Tuesday, November 3, 2015

Dates

Today my son turns 16. I can't hardly believe it, mostly because at the time I didn't know how long we'd have him around. He had some pretty serious health problems when he was born, but he's beaten the odds as time has gone on & now he's 16. Yes he has a developmental disability, but I've accepted that & the person he is long ago. I'm just so glad to have him here.
His birthday-November 3, 1999-is the first date that I truly had seared into my mind. I was very lucky in that I didn't experience much trauma or extreme change during my childhood, therefore there was never a date that marked a boundary between "before" & "after" for me. I had plenty of good dates to remember (birthdays of loved ones, my marriage anniversary, etc), but never one like this. It a day that very much embodied Dickens', "It was the best of times, it was the worst of times" for me.
It wasn't long after Pup's birth that I then had another date. March 1, 2000. That was the day he had a incredibly traumatic MRI & we found out that the stroke he'd had at birth had grown into a large fluid filled cyst that was starting to squeeze what was left of the right hemisphere of his brain & bulging out his skull. I thought our hard times were over, but they weren't.
Then theres March 10, 2000. That's the day he had brain surgery to drain the cyst. I don't know if I've ever been so terrified in my life as when I had to hand over my sweet baby boy to an anesthesiologist so they could cut open his head. It was a nightmare that ended up being well worth it, but brain surgery is scary. I would like to never feel that kind of fear again.
I had quite a respite from these types of markers until August 5, 2009. That's the day my dad died of cancer. He had a hard end too, difficult to witness & filled with what felt like contrived "family moments" that I hated. I wonder now if I should have felt that way. I worry.

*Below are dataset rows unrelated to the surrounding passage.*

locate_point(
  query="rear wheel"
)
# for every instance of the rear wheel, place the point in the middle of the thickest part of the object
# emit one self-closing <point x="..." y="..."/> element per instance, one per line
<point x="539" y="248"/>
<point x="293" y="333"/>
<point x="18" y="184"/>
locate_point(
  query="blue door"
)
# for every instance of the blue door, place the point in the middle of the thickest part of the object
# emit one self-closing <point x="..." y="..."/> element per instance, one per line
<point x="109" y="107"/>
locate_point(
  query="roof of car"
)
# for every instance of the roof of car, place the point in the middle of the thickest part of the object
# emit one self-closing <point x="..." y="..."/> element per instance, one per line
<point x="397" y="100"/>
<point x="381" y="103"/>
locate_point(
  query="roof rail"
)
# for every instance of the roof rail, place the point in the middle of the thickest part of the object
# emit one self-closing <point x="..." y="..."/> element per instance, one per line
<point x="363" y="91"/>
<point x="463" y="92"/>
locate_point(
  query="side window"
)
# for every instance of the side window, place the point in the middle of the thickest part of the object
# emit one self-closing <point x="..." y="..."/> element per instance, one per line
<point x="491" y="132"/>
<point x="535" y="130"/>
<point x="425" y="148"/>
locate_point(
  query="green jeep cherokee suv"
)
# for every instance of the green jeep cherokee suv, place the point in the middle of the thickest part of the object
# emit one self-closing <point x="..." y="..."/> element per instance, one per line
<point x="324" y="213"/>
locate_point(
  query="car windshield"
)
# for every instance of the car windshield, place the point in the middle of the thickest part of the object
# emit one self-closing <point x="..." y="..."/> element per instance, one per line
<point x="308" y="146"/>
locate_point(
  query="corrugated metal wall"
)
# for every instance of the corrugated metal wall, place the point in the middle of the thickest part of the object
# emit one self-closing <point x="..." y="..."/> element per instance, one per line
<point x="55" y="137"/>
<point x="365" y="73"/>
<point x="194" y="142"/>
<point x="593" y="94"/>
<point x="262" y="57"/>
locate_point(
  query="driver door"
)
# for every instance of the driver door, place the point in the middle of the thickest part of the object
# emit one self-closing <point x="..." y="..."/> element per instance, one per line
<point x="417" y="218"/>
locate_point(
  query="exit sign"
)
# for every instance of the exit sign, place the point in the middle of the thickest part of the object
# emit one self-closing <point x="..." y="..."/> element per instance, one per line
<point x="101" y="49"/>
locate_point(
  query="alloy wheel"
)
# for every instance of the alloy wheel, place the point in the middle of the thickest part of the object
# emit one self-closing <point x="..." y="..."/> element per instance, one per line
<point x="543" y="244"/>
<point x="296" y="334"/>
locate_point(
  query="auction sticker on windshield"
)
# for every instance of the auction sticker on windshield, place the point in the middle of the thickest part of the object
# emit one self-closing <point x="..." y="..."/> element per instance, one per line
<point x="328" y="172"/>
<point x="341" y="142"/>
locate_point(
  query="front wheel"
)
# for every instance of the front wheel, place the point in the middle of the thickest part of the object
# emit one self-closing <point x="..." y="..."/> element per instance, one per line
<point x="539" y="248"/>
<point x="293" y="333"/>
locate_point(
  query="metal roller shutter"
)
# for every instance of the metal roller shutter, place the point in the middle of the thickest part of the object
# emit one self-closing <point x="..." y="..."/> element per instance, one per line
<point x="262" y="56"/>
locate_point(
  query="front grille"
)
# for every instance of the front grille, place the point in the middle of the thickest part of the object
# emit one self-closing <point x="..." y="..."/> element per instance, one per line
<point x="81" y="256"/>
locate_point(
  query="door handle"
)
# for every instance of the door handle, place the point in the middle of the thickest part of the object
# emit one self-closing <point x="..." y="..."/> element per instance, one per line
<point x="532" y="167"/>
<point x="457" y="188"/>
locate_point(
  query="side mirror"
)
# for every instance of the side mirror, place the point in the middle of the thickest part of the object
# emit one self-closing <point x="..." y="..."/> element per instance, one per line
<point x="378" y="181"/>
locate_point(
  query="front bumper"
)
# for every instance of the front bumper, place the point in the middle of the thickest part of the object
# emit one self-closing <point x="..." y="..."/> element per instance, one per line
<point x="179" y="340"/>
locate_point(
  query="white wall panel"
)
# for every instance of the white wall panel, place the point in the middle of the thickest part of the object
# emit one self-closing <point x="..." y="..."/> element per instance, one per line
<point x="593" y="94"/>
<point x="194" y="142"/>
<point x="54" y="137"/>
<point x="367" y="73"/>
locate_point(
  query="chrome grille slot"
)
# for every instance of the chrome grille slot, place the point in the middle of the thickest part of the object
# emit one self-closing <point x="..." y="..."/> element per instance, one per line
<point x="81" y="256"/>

Because the latest date entered into my ledger is April 23, 2015. My mom passed away at 4 am that morning after having a stroke the night before. She had brain cancer that had metastasized from it's original location in her pelvis. 
She was alone when she died. I still feel guilt for this. I worry that this was her greatest fear & that it came to pass due to my callousness. I don't know if I should feel this way or not, but I do. It was hard being her daughter. The constant comparisons, the expectations that I never met, her anger at me for making my own choices, her disappointment--it's been a heavy burden at times. I only felt anger with her for the first 5 months after she was gone. Then suddenly, late in September, grief caught me suddenly. 
Grief doesn't come with a clear date for me I've found. All I know is gradually, over the course of a few days, it visits. And then it makes itself at home & stays. I know I'm in the first flush of sadness about my mom's death & that it's going to take some time to get to the next phase. It will come.